Saturday, March 03, 2018

Poor Pay Rises

U.S. wage growth remains slow and uneven, with African-Americans and women still at a clear disadvantage while the wealthiest are accumulating more money than ever, a new analysis of census data shows.

Median real wages grew only 0.2 percent over the past year, according to a report to be released Thursday by the Economic Policy Institute, a progressive think-tank. Wages for African-Americans declined in most wage brackets.

By contrast, those in the 95th wage percentile saw an average pay hike of 1.5 percent over the past year.

The past 17 years have been marked by slower growth for black workers compared with whites in every wage bracket, according to the report. The gender wage gap also remains stark, though among women, the differential between rich and poor was smaller than among men. Women in the 95th percentile made 5.5 times what those in the tenth percentile made, whereas similarly situated rich men made 7 times as much as their poorer brethren.

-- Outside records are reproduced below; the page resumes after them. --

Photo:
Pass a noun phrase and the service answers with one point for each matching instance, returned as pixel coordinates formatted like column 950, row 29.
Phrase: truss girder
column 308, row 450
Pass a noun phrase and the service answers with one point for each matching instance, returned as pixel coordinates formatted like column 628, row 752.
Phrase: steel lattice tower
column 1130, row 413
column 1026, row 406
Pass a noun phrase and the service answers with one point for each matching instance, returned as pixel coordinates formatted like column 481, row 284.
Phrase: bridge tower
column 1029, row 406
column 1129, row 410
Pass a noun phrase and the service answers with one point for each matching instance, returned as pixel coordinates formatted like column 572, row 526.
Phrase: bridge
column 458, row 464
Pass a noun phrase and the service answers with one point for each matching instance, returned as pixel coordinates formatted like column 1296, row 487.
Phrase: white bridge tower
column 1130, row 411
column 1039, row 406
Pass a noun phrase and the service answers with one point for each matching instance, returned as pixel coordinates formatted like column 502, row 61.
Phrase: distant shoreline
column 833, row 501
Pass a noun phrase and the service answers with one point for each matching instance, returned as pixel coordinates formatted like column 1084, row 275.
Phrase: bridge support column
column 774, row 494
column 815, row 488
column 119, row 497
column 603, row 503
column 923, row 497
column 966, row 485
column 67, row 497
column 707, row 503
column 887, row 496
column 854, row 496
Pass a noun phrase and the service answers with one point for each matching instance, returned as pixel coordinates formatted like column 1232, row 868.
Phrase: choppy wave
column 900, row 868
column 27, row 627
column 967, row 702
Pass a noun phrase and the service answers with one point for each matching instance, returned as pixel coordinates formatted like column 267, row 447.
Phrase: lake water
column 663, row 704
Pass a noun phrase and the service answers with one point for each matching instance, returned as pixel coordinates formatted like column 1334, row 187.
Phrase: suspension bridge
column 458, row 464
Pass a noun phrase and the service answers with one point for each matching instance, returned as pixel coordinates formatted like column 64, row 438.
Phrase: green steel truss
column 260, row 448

In 2015, Indiana politicians insisted that they could save “between 10 percent and 20 percent” on the cost of schools and other public works, while “opening doors of opportunity” by repealing the state’s prevailing wage law– known as the common construction wage. 
It looks like they were wrong.
New research from the Midwest Economic Policy Institute and Colorado State University economist Kevin Duncan has found that repeal of Indiana’s prevailing wage law has not only shrunk wages and increased income inequality, it has failed to make construction projects any cheaper.
Enacted in the 1930s, Indiana’s common construction wage created local-market minimum wages for different types of skilled construction work. Its purpose was to ensure that contractors competing for state projects did so based on core construction competencies, as opposed to who could pay workers performing dangerous and difficult jobs the least. This minimized the risk of shoddy work, put local businesses on a level playing field with firms from out of town, and helped the industry recruit and retain a stable supply of skilled workers—each of which were significant problems at the time.
According to publicly available data, in the 18 months following repeal, the state’s average hourly construction pay dropped by 8 percent. Wages for the lowest-paid Hoosier construction workers have dropped by 15 percent. Looking at northern Indiana’s 335 school construction projects from 2013-2017, we found that there was no statistical difference in average school construction costs following repeal. 
Or, in the words of Assistant Indiana House Floor Leader Ed Soliday, “It hasn’t saved a penny.”

Ultimately, the research reveals that repeal of the common construction wage has failed to deliver for Indiana taxpayers and the economy. Instead, it has shrunk wages, eroded standards of workmanship, and slowed industry job growth.